What is that acceptable death toll of enemy civilian population? Preferably and most preferably it is the lowest minimum possible. And possible is a key word here, because circumstances dictate possibilities, and circumstances change from one situation to the next. They don't always bring about the possibilities that facilitate our desired outcome. To those of us with a moral conscious, attempting to find an answer to this horrific question, this is an unbearable dilemma. This is a dilemma that is slicing us from within, because we do not want to see any civilian getting hurt; from either side.

Bringing that question to an open public debate will bring about countless of answers.

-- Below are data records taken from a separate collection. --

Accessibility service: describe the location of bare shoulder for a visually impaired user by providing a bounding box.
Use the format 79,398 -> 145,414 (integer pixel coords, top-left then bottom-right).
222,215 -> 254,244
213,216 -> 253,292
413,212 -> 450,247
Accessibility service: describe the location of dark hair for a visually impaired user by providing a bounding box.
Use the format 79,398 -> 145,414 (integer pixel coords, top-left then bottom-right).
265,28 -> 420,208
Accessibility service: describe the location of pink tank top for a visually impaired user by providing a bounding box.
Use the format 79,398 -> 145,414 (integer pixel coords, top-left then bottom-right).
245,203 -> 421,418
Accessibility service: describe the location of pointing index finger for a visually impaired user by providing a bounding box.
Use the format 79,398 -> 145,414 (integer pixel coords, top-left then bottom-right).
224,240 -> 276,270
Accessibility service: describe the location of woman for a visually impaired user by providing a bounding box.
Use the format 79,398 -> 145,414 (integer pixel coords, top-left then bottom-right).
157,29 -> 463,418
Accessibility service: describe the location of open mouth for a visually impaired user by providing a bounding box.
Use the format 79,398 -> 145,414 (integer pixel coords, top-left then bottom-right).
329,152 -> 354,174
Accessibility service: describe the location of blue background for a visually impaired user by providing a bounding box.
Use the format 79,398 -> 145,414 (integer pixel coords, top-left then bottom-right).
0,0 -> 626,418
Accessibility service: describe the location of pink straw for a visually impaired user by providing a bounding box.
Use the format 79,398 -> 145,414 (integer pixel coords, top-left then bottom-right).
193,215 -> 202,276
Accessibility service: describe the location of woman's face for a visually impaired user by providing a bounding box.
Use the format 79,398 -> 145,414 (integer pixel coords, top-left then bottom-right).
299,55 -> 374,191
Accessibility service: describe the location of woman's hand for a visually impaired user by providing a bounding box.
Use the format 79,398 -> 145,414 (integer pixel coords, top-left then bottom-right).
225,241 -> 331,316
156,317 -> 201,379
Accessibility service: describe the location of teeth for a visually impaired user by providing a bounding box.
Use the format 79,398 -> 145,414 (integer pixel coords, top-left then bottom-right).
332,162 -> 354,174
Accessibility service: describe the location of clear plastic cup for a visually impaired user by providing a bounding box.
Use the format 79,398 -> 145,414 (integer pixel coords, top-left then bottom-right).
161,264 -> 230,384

Different people, with different backgrounds will give different answers. Human rights advocates, military experts, international law experts, politicians, journalists, ideologues, and opportunists. They all represent a wide array of different points of view, disciplines and expertise, opinions and convictions. All of which are probably very important in their own right, but are irrelevant to the issue at hand, since from a mathematical point of view the lowest minimum will always be one. One attack out of many in the general vicinity of a UN administrated school that happened to hit it. And one attack is exactly what HRW is presenting, one attack in Beit Hanoun, one attack in Jabalya, and one attack in Rafah. In actuality they have much less.

1 comment:

  1. Excellent initiative!
    First a small thing, I suppose "The false expectations begins were all writers create expectations, the headlines"- should be "...where all..."

    Second, it is respectable that yr observations are so complex, although I think there are also simpler faults of HRW still to be pointed out, and maybe more effective is to start with these.
    But I definitely suggest, if we look for clarity, simpler language. For example:

    "An In-depth investigation cannot contain a rich presence of expressions that suggest a lack of clarity" says with many words not more than: "An In-depth investigation should use clear and exact expressions"
    I think, keeping it simpler would be even better.